By default, the People Planner Windows Application uses the Down-Level Logon Name for Windows Authentication.

In version 3.7.1, an option was added to use the User Principal Name (UPN) instead.

The Use UPN name for Authentication option is located via Settings > System Setup > System in the Web Admin Tool. If you select this setting, when the People Planner Application is started, the method that it uses to get the name of the current logged-in user gets the UPN name, rather than the Windows account name.

In some rare setups, and under special situations, such as using an SSO solution to access People Planner via Citrix, an issue can arise with the length of user names in the Active Directory (AD). For example:

1. A user logs in to Citrix with their remote identity provider credentials, such as Azure Active Directory.

   This user also has a shadow account in the Citrix local AD so that they can launch the People Planner application. The shadow account has a separate UPN suffix that matches the remote domain name in Azure.

2. The user's account in Azure is JonathanBakerSmithIII@ABCManufacturing.com.
3. His account in the Citrix local AD is as follows:
   • Primary domain: <Local AD domain name>
   • Windows user name (SamAccountName): JonathanBakerSmithIII
   • UPN: JonathanBakerSmithIII@ABCManufacturing.com (ABCManufacturing.com is the UPN suffix)

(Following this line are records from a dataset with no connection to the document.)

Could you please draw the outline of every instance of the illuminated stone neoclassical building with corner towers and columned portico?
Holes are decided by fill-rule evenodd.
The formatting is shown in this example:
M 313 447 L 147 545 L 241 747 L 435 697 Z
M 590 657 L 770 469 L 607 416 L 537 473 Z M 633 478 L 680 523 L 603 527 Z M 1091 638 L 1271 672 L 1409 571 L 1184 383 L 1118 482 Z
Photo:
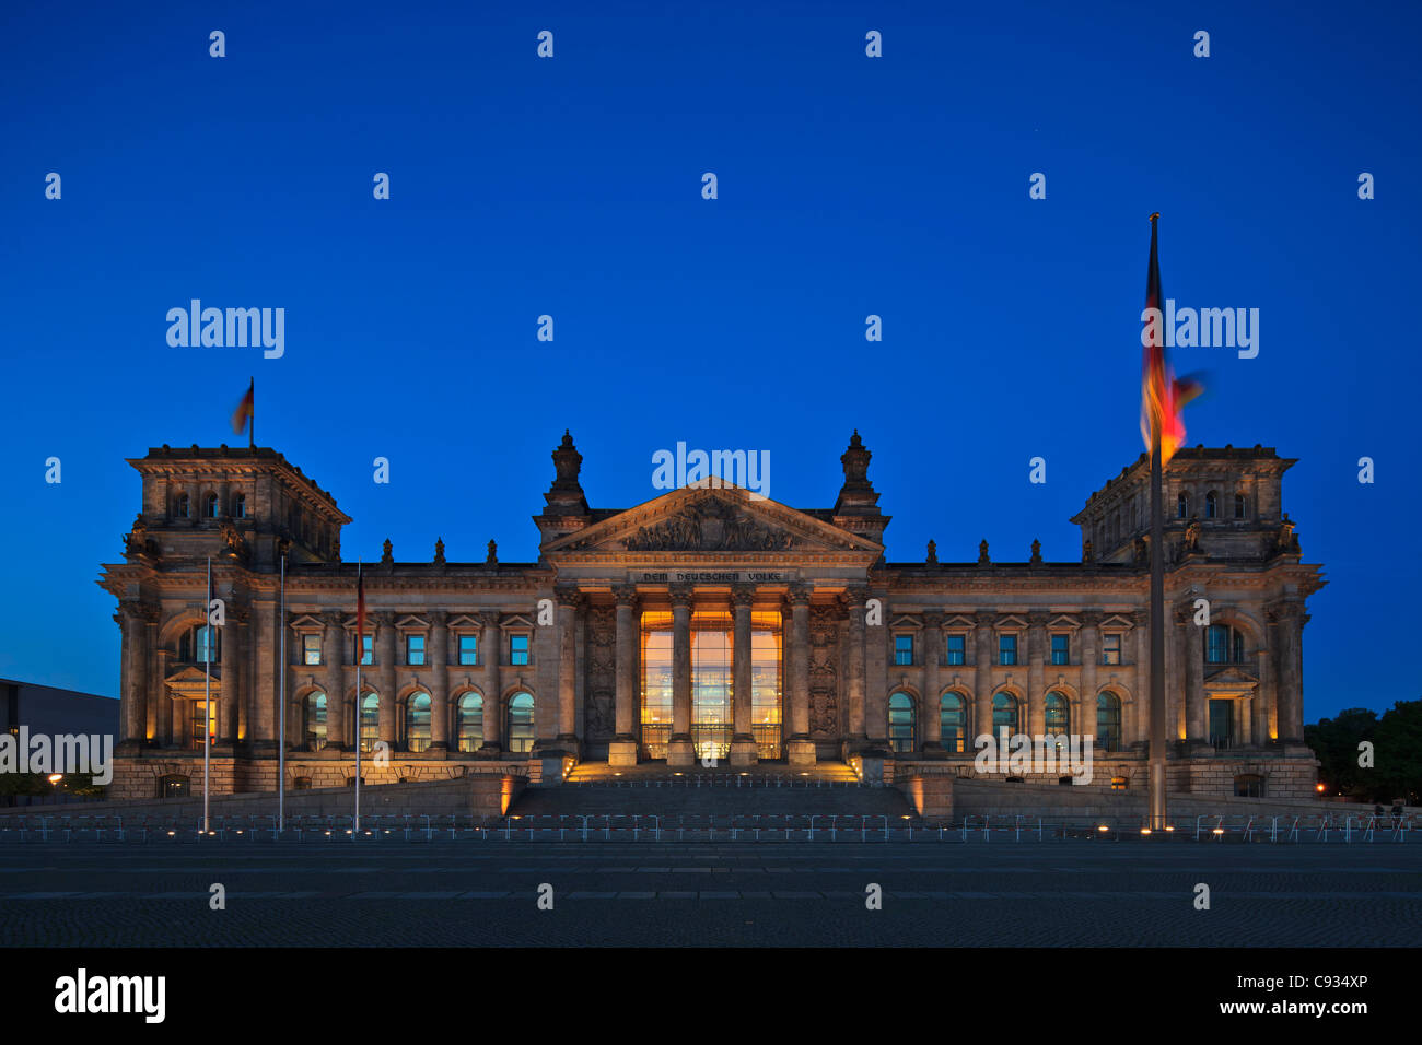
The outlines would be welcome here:
M 122 630 L 114 796 L 201 788 L 205 738 L 215 792 L 274 789 L 283 717 L 292 788 L 350 783 L 357 745 L 367 783 L 866 756 L 890 779 L 974 776 L 998 772 L 974 763 L 975 738 L 1005 732 L 1091 735 L 1088 786 L 1143 789 L 1146 458 L 1072 519 L 1071 563 L 1037 542 L 994 562 L 985 540 L 977 562 L 940 563 L 931 543 L 924 562 L 886 562 L 857 432 L 840 461 L 832 508 L 702 485 L 594 509 L 565 435 L 538 562 L 501 563 L 493 542 L 482 563 L 445 562 L 439 543 L 397 562 L 385 542 L 364 567 L 358 650 L 334 498 L 273 449 L 151 449 L 129 461 L 142 510 L 100 580 Z M 1172 791 L 1311 795 L 1303 628 L 1324 582 L 1283 512 L 1293 463 L 1199 446 L 1166 468 Z

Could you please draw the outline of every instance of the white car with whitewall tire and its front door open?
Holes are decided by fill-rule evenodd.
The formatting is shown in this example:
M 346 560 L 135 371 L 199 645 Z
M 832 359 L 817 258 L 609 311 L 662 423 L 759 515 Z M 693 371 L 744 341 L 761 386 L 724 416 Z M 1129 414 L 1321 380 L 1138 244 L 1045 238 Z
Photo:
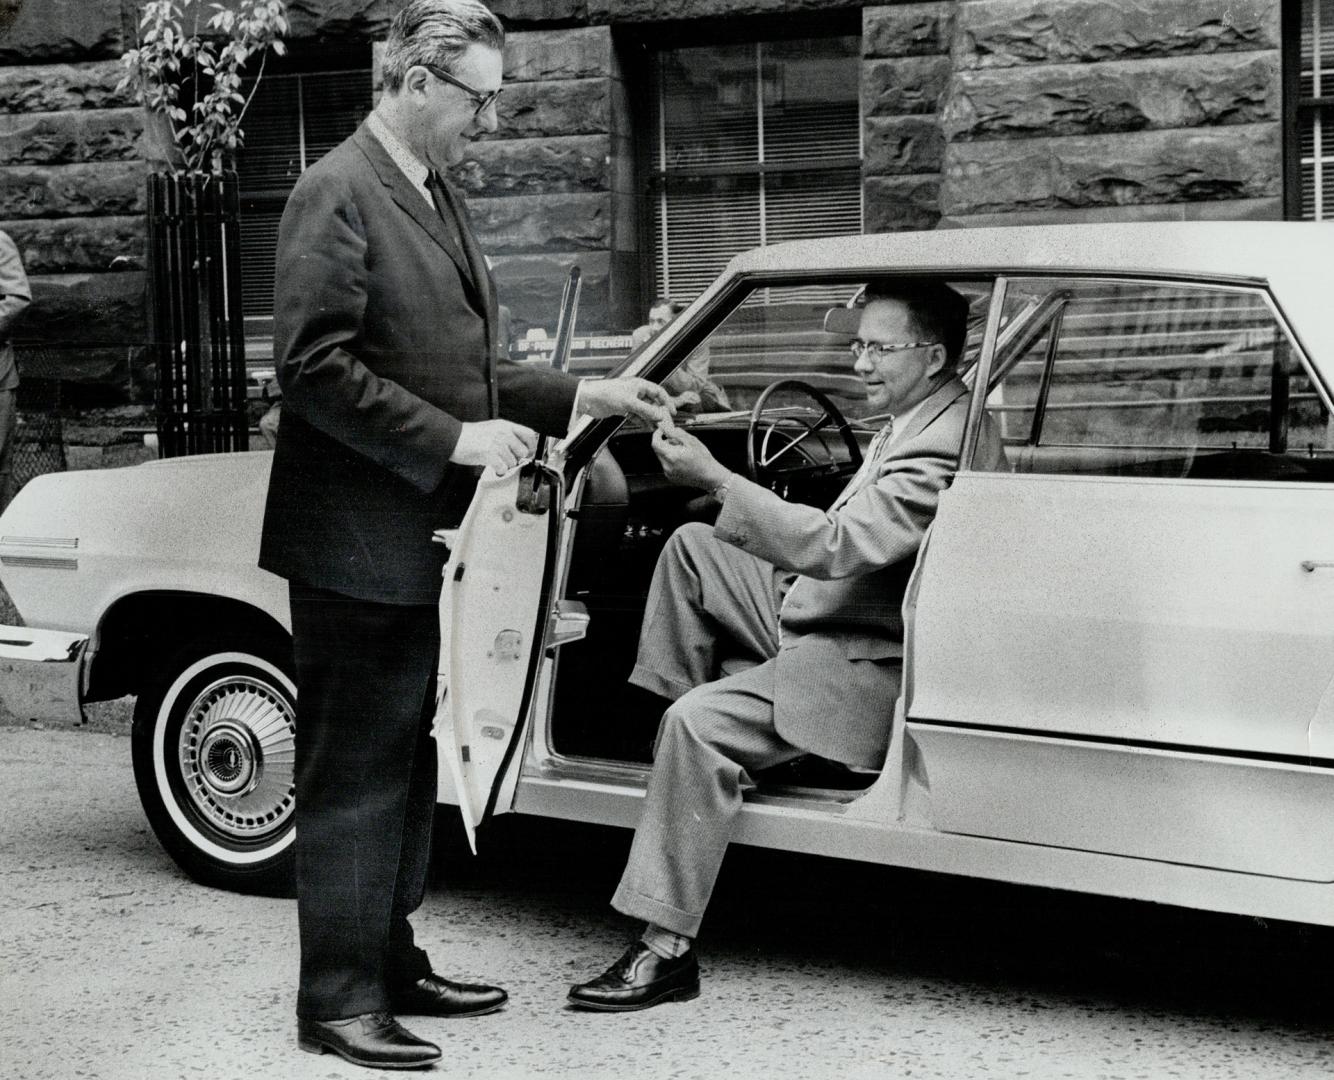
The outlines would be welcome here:
M 888 757 L 762 775 L 738 839 L 1334 925 L 1331 252 L 1334 227 L 1277 223 L 800 241 L 734 260 L 630 357 L 655 380 L 688 357 L 735 409 L 687 421 L 715 455 L 820 501 L 882 419 L 859 415 L 843 308 L 886 275 L 974 305 L 971 427 L 904 600 Z M 983 413 L 999 471 L 971 464 Z M 27 623 L 0 629 L 9 708 L 137 693 L 157 836 L 253 889 L 284 887 L 292 849 L 268 461 L 44 476 L 0 519 Z M 711 511 L 610 420 L 482 484 L 442 593 L 440 797 L 470 827 L 635 824 L 648 575 Z

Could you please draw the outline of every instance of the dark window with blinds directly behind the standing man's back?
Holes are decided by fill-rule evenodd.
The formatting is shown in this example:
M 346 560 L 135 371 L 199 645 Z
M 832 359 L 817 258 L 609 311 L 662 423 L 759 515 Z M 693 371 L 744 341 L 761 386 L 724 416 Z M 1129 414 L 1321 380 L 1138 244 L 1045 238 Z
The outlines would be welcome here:
M 364 68 L 265 75 L 260 80 L 245 113 L 245 144 L 236 155 L 247 321 L 273 315 L 277 223 L 296 177 L 356 131 L 370 111 L 370 51 Z

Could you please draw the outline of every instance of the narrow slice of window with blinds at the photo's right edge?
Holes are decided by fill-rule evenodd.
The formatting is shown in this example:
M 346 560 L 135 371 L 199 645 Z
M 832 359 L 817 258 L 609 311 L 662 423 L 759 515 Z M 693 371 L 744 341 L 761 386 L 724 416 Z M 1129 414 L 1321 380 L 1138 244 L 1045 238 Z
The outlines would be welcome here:
M 1297 91 L 1301 216 L 1334 220 L 1334 0 L 1302 0 Z

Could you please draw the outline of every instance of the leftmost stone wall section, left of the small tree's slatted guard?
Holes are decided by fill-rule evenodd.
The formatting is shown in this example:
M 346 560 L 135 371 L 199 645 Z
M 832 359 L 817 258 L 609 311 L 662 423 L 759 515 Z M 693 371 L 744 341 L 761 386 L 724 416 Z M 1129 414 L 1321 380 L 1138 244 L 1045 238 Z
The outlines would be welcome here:
M 27 3 L 0 37 L 0 228 L 33 288 L 23 375 L 133 401 L 152 387 L 143 124 L 116 92 L 124 15 L 121 0 Z

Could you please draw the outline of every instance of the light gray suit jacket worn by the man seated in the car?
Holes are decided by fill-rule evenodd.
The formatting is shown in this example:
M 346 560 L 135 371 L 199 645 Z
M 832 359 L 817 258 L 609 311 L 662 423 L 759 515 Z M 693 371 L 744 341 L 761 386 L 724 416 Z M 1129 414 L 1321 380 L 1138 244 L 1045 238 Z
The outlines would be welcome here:
M 968 389 L 935 389 L 855 493 L 831 511 L 787 503 L 748 480 L 727 489 L 715 535 L 798 573 L 779 617 L 774 725 L 806 751 L 878 767 L 903 656 L 903 591 L 940 492 L 959 467 Z M 980 468 L 1000 461 L 987 423 Z

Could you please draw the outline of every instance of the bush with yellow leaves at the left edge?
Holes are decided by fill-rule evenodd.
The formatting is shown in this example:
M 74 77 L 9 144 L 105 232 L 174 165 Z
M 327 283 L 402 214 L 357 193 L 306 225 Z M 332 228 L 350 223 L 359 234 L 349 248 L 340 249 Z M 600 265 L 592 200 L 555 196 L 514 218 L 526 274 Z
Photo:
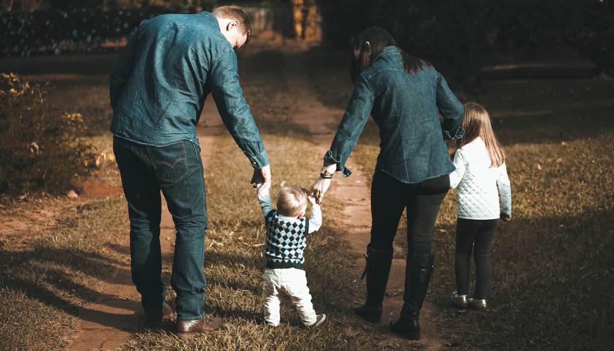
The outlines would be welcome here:
M 90 171 L 93 147 L 80 138 L 80 114 L 50 112 L 47 86 L 0 80 L 0 193 L 60 193 Z

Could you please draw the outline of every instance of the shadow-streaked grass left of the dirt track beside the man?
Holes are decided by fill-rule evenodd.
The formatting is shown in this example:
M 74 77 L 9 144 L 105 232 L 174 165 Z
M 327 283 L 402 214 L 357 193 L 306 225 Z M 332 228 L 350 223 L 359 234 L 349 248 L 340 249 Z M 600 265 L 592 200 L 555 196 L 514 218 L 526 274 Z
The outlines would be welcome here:
M 44 233 L 2 236 L 0 349 L 61 349 L 77 328 L 80 307 L 100 297 L 96 287 L 125 260 L 117 247 L 128 225 L 124 200 L 66 209 Z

When shadow accounts are created, the SamAccountName in the local AD, the user name, is limited to 20 characters, which is a problem if user names are longer than 20 characters in Azure, as "JonathanBakerSmithIII" is, at 21 characters. When People Planner retrieves the Windows account user name, it gets the truncated user name; as a result, the validation of that name against the database-which has the full name-fails.